Routes is a special components folder, this follow the same rules I use for components inside src/components, the only difference is that they represent a single route of my application.

The files here must always have a single export default, this is required to be able to lazily import the routes in the entry point which is where I define my routes.

These components are sometimes not importing a single component from the components folder, because they implement the whole features the page needs, and when I import external components I try to do it lazily too.

Here I also add tests, but in this case I do more integration tests rather and unit tests, this is because I'm testing the whole page with all the features inside it.

🔨 Utils

I create utility functions all the time, it helps me name piece of logics or simple make it easier to understand what is happening, specially when there are multiple conditions because I can do things like:

function getSomething() {
  if (condition) return value;
  if (anotherCondition) return anotherValue;
  return yetAnotherValue;

However, I don't always create them in a file inside src/utils, I first write them inside the same file it needs them, this could be a hook, component, route, or even another utility, but if my utility function is used in three or more files then I move it to a file inside the utils folder to avoid duplicating it (WET).

I also write test for the utils I code only when they are large or complex enough to need it, and when they are not only wrappers of another function, specially if they wrap a browser API.

🚪 Entry Point

Finally, the entry point is where I lazily import all the routes, I import the context providers I may need, and I define all my routes and render the whole application.
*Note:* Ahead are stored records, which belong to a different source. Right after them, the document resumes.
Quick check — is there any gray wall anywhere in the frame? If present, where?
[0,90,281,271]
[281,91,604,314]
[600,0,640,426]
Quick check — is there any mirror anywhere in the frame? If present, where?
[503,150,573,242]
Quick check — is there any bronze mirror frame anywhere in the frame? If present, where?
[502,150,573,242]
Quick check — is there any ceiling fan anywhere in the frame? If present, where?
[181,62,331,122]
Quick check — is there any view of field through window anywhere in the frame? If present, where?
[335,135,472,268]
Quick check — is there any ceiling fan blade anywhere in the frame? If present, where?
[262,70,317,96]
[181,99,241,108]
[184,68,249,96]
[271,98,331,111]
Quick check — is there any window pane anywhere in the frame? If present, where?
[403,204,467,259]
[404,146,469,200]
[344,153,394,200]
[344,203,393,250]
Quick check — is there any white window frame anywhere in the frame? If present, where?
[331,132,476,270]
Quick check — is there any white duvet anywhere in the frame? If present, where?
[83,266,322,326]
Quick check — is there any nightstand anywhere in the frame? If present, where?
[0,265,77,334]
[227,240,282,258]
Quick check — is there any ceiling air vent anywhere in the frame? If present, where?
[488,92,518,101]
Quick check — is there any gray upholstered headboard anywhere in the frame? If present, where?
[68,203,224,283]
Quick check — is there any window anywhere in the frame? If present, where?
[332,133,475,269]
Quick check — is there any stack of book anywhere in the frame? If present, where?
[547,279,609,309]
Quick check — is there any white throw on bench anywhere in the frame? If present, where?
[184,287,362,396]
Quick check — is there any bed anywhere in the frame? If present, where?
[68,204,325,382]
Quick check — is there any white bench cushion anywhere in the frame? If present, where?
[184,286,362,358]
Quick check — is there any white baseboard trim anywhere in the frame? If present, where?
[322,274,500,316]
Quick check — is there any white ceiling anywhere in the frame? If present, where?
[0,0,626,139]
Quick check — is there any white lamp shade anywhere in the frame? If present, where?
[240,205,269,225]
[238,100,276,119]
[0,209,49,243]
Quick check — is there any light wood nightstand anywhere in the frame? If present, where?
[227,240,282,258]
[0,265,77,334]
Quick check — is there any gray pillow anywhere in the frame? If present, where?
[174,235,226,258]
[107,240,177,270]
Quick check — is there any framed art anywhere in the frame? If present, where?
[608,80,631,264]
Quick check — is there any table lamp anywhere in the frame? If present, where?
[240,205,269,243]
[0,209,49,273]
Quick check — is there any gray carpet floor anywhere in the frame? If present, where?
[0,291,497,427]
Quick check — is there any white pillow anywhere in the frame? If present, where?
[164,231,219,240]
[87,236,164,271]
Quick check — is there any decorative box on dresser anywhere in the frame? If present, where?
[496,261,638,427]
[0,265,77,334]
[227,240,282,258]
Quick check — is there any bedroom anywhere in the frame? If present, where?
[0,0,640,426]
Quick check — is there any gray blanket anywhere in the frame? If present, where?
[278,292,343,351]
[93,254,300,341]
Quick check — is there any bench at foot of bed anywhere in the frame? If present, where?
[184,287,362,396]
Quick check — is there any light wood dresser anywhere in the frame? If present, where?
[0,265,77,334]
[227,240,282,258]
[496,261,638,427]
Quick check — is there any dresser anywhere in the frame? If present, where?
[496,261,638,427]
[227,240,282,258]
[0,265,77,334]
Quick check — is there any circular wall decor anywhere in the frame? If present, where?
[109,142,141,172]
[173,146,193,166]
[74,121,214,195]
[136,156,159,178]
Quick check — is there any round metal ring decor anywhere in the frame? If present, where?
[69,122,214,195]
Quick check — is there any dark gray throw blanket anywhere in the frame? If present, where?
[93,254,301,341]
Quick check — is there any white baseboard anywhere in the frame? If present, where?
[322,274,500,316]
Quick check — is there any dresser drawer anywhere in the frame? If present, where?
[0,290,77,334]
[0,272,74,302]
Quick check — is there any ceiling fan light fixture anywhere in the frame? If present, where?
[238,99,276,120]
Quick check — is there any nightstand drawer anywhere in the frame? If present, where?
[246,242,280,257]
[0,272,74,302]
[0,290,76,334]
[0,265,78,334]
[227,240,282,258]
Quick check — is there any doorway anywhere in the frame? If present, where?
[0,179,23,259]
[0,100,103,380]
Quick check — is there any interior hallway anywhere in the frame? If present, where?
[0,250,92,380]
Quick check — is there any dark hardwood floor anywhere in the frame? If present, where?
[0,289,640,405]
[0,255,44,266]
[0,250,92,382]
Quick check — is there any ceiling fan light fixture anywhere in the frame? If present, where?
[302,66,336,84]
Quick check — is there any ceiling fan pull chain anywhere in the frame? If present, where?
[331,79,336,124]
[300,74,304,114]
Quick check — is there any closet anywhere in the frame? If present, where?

I don't really create an App component because most of the time I can directly render the Router and Route components without wrapping them in an App.

When using Next.js, this is the pages/_app.tsx file.

🖼️ Appendix: Assets

When using assets, I don't like to import them in my code, this makes the build process way slower and the only benefit, have hashes in the assets name, I can gain it using other specialized tools. In my case I work with Rails as a backend, thus I let Rails handle static assets and I use the Rails view to pass the URLs of those assets to React adding a script of type application/json with a JSON containing the URLs.